Saturday, September 04, 2010

As a business manager, Victoria doesn't hold water

Rain is falling in Victoria and water restrictions are being relaxed.

How well has the Government performed as a business manager in drought-proofing Melbourne and other Victorian cities?

The Thomson Dam -- Victoria's most recent major catchment development -- supplies on average 150 gigalitres a year, a third of Melbourne's needs.  It was commissioned in 1983;  since then Melbourne's population has increased by 30 per cent.

Soon after being voted in, the Bracks/Brumby administration abandoned previous Melbourne Water plans for ensuring supply keeps up with demand.  Melbourne Water planned a sequential development of catchments in the east of the state to service the growing needs of urban centres.

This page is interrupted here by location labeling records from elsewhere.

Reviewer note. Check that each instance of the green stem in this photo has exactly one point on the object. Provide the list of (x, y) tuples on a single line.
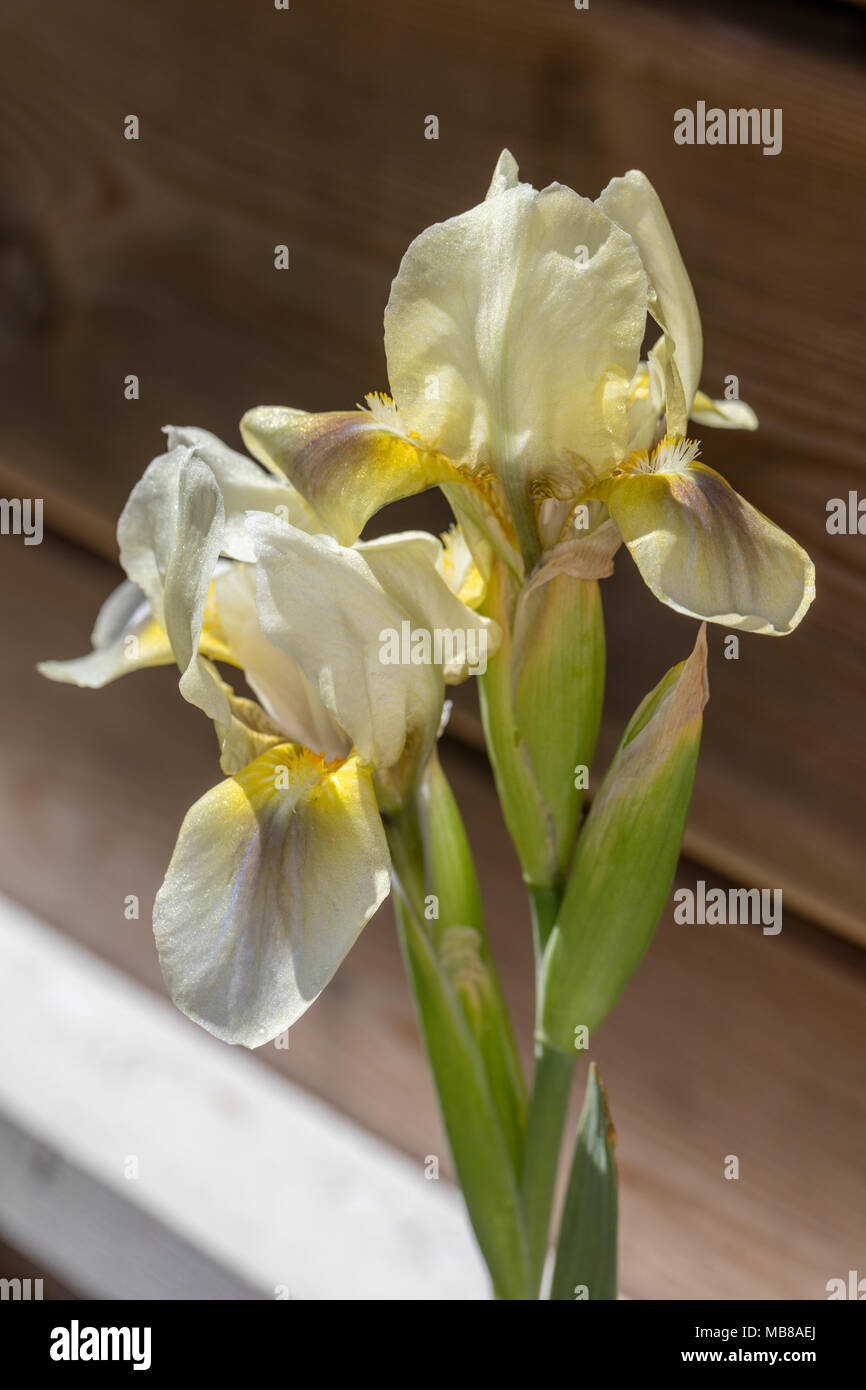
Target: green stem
[(548, 1109)]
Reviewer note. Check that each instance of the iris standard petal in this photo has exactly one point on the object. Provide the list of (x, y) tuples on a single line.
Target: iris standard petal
[(321, 603), (512, 335), (125, 638), (722, 414), (407, 566), (346, 463), (278, 681), (633, 203), (245, 487), (273, 877)]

Daunted by the prospect of adverse publicity from demonstrators in koala suits at a dam site, Labor pretended that climate change would mean water shortages.  And it argued that Victoria couldn't afford the $1 billion cost of a new dam.

So the Government introduced usage restrictions, and built a pipe from the northern irrigation area and a desalination plant.

The pipeline from the north can deliver about half as much water as a new dam in the eastern ranges.  Including spending on irrigation channels, it has cost $1.1 billion.  On top of this are expenses of pumping the water over the Great Divide.

The desalination plant's costs are $5.7 billion for about 150 gigalitres a year -- about the same as would be provided by duplicating the Thomson Dam either in the Thomson catchment itself or on the Mitchell.

The bottom line is that to avoid spending $1 billion ($1.35 billion in today's money), the Government embarked on programs costing $7 billion.

Moreover, pumping water through the northern pipeline and from the desalination plant, unlike water flowing naturally from the mountains, entails increased emissions of greenhouse gases which the government says it abhors.  (Only an idiot could believe the claim that pumping the water entails ''100 per cent offset of electricity by renewable energy'').

In addition, the Government has forced Melburnians to save water.  This has meant dry sports grounds and gardens, and expensive water conserving devices.

Many areas around the world have desalination plants and water recovery measures.  But they, unlike Victoria, are running against capacity limits to new dam-fed supplies.  Victoria has enough rainfall in its catchment areas to avoid forever the need to artificially create drinking water or to acquire it from irrigators.

In deliberately shunning the use of our abundant natural water resources, the Government is therefore sacrificing community wealth.

Even without accounting for the expenses and inconveniences of water restrictions, the Government's solutions to ensuring an adequate water supply comes at a cost premium of $6 billion.  This means the Government has wasted $1000 for every person in Victoria.

Few people evaluate the Victorian Government's performance as a business manager now that most of the former state-run businesses have been privatised.

But the present Government has allowed political considerations to override commercial realities on water -- one of the few businesses it actually owns.

With this experience, imagine what excess costs would be loaded on to the community if the State Government still owned electricity, gas, forest plantations and the TAB.